Après la découverte de la maison de villégiature à St-Vincent-sur-Jard où Georges Clemenceau se ressourça à la fin de sa vie, nous vous emmenons dans un autre lieu clé de sa vie : son appartement rue Franklin, dans le 16ème arrondissement de Paris, où il résida durant trente-cinq ans jusqu’à sa mort en 1929. Cet appartement, devenu musée ouvert au public à partir de 1931, a également amorcé en 2017 un ambitieux chantier de rénovation. Nous vous proposons de le découvrir ensemble.

 

MODERNISATION DE LA GALERIE DOCUMENTAIRE DU MUSÉE CLEMENCEAU

 

Pour célébrer l’arrivée au pouvoir de Georges Clemenceau en novembre 1917, le musée Clemenceau va moderniser sa galerie documentaire installée dans les années 30, avec le soutien notamment du Ministère de la Défense.

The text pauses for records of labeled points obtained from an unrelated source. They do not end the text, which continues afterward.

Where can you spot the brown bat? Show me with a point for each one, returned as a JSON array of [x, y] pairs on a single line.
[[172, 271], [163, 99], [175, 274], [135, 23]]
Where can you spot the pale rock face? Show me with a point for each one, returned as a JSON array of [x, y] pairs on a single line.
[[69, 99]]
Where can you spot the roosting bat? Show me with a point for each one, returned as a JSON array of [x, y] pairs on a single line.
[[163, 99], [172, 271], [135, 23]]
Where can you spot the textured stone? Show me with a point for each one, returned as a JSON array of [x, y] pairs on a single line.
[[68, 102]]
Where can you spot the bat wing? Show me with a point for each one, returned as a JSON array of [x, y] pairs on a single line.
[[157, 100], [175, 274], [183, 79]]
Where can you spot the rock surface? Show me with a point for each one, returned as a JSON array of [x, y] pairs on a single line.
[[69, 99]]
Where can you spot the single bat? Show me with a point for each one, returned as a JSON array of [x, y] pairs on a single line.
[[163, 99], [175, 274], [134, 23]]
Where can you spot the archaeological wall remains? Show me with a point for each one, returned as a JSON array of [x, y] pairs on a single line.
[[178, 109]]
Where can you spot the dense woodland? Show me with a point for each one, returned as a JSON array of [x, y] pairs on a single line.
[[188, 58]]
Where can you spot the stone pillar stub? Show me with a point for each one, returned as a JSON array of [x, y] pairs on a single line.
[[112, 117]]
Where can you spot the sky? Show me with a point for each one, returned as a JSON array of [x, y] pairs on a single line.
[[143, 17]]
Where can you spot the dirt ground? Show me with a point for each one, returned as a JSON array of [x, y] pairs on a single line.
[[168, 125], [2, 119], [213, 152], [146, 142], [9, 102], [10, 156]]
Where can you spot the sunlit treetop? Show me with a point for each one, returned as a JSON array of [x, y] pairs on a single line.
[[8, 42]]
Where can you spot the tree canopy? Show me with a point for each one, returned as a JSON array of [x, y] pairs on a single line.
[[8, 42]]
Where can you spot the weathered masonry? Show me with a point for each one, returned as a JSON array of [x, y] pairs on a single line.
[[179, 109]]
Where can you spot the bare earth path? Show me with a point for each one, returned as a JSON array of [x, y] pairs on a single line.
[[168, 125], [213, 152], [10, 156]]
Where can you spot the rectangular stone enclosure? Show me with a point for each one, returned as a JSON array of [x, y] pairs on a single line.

Cet espace retrace la vie et l’œuvre du Père la Victoire à travers de nombreuses archives. A cette occasion, le premier étage sera fermé du 18 avril au 3 octobre (ouverture prévue). L’appartement de Clemenceau restera ouvert à la visite le temps des travaux. Dans le cadre du Centenaire de la Grande guerre, le cabinet de travail et le vestibule de l’appartement du Tigre avaient fait l’objet d’un premier chantier de restauration en 2015.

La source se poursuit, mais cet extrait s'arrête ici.